The original schematic is the result of experimentation in the simulator, and it makes the circuit looks more difficult. For the purpose of understanding, let me redraw it.

Schematics

As we see, the circuitry contains three building blocks:

  1. A Zener diode as voltage reference.
  2. An opamp as a non-inverting amplifier.
  3. A BJT as emitter follower for our output stage.

Here's a greatly simplified, step-by-step explanation.

Opamp

The non-inverting amplifier is the heart of the circuit. So first we take a look at the opamp. The opamp has three pins, non-inverting input (V+), inverting input (V-), and output (Vout). Of course, the opamp needs to use power, and we typically use them to handle AC signals (0V centered is the middle), such as audio, it needs not only one, but two DC power rails, let's call it 12v and -12v.

Open Loop

Opamp

You can think the opamp as a differential amplifier, it only amplifies the voltage difference between (V+ and V-). For example, if V+ is 5 volts , V- is 4 volts (it doesn't matter), V+ is 1 volt greater than V-, the opamp would try to amplify the 1 volt signal at the output side.

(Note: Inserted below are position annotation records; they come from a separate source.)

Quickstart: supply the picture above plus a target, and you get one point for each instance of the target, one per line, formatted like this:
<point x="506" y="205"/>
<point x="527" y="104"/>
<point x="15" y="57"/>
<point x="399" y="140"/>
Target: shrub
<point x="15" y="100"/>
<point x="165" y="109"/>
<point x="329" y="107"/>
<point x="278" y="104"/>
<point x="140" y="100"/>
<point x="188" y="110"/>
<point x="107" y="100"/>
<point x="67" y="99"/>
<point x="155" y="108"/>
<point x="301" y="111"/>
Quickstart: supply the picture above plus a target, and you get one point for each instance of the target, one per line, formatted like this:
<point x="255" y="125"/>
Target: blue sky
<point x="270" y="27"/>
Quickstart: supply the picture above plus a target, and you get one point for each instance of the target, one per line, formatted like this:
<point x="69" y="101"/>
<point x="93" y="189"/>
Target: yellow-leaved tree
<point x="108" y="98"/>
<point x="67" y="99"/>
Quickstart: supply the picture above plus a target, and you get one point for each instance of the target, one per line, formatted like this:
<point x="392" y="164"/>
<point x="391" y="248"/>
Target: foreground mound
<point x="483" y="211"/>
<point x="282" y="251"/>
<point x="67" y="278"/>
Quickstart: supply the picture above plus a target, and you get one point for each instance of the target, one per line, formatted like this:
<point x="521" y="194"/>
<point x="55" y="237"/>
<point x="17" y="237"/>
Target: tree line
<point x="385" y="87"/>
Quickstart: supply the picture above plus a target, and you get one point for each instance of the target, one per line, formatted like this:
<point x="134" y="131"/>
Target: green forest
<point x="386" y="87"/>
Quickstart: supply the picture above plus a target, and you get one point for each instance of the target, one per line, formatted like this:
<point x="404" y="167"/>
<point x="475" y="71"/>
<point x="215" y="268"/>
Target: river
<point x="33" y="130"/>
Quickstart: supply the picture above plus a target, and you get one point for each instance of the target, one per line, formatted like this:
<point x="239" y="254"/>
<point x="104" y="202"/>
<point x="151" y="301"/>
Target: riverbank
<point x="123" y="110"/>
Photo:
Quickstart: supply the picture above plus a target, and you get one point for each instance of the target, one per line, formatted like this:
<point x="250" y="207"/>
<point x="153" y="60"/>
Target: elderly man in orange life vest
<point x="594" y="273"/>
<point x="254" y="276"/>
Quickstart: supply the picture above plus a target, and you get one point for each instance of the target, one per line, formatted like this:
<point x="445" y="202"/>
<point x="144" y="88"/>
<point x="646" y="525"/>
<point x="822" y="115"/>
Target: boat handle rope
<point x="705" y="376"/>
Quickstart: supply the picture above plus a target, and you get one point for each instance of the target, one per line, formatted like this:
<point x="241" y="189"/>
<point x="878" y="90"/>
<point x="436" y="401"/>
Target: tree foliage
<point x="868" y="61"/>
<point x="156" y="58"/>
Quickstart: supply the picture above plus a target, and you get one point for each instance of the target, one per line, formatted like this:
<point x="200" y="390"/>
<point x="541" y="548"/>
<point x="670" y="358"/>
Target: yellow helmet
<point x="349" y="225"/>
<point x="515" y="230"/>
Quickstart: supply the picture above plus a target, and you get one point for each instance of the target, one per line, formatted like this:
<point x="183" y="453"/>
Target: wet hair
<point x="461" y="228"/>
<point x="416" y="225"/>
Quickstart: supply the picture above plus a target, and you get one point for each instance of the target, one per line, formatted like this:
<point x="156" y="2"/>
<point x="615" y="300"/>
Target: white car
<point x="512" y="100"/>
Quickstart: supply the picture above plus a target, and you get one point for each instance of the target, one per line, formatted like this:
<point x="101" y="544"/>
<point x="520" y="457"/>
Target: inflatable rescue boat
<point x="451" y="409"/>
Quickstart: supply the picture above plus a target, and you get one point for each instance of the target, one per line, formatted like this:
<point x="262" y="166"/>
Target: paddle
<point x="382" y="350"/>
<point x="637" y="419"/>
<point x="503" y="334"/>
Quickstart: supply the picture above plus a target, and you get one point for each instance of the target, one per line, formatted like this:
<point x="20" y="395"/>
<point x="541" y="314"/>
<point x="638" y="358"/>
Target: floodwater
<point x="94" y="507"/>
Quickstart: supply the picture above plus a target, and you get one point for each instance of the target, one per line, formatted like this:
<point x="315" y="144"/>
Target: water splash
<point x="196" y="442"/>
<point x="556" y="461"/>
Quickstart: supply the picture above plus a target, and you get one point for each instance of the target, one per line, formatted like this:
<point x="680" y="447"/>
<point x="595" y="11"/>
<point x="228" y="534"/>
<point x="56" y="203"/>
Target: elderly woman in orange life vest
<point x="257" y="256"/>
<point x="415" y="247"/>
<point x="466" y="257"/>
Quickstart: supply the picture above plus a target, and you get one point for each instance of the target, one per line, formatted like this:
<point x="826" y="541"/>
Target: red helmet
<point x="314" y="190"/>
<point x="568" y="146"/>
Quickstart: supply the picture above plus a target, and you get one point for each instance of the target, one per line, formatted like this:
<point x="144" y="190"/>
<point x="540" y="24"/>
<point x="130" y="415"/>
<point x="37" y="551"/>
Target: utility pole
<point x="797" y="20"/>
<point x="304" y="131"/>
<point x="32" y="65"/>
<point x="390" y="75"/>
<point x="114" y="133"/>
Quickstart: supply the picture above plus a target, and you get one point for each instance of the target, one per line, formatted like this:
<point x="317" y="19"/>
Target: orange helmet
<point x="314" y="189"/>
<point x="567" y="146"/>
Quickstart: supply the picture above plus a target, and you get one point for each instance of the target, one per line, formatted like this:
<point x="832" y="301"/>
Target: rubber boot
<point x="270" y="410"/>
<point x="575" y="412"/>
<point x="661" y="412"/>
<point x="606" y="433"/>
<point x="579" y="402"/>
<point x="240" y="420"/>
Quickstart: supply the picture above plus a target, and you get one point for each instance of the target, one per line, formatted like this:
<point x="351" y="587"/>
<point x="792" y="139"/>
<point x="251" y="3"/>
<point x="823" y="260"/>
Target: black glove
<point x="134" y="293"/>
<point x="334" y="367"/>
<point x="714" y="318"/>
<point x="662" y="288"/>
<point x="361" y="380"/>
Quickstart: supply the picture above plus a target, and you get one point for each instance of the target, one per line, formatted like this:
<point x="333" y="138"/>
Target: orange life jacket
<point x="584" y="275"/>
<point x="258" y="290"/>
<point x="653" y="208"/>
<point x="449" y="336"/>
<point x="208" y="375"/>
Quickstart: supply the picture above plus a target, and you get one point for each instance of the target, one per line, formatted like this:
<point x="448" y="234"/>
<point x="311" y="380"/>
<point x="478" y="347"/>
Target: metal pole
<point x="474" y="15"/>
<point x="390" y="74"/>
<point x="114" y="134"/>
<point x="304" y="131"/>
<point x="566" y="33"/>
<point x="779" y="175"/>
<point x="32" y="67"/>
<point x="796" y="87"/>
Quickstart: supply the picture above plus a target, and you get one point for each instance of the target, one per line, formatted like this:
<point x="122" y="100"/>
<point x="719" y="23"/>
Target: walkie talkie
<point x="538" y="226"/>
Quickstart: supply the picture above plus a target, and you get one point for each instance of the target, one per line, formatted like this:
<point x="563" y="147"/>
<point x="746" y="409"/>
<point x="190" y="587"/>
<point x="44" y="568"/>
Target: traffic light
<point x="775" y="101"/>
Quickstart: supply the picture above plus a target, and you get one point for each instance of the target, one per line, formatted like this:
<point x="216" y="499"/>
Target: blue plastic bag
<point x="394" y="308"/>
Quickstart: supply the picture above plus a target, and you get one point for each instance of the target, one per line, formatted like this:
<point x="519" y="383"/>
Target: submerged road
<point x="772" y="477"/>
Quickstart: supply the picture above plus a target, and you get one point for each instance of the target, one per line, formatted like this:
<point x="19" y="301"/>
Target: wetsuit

But the problem is, an opamp is an amplifier with crazy gain, it will attempt to create a 1,000,000 times greater output than the original difference, so the output voltage starts to rise. Nevertheless, an opamp is not a perpetual motion machine, it cannot output voltage from nowhere. Eventually, it stops at the "maximum positive" voltage, which is the +12v power supply of the opamp in our case. Similarity, if V+ is 1 volt less that V-, the opamp shoots its output straight to the "maximum negative" voltage, the -12v power supply. As the gain of open-loop opamp is so large, it means the slightest imbalance between V+ and V- will make the opamp output swings from +12v to -12, back and forth.

Also, input impedance of V+ and V- is extremely high, it means even the weakest inputs won't be affected if you connect an ideal opamp to them, like an ideal voltmeter. Finally, the ideal opamp has an extremely low output impedance, which means Vout won't drop no matter what is connected to it.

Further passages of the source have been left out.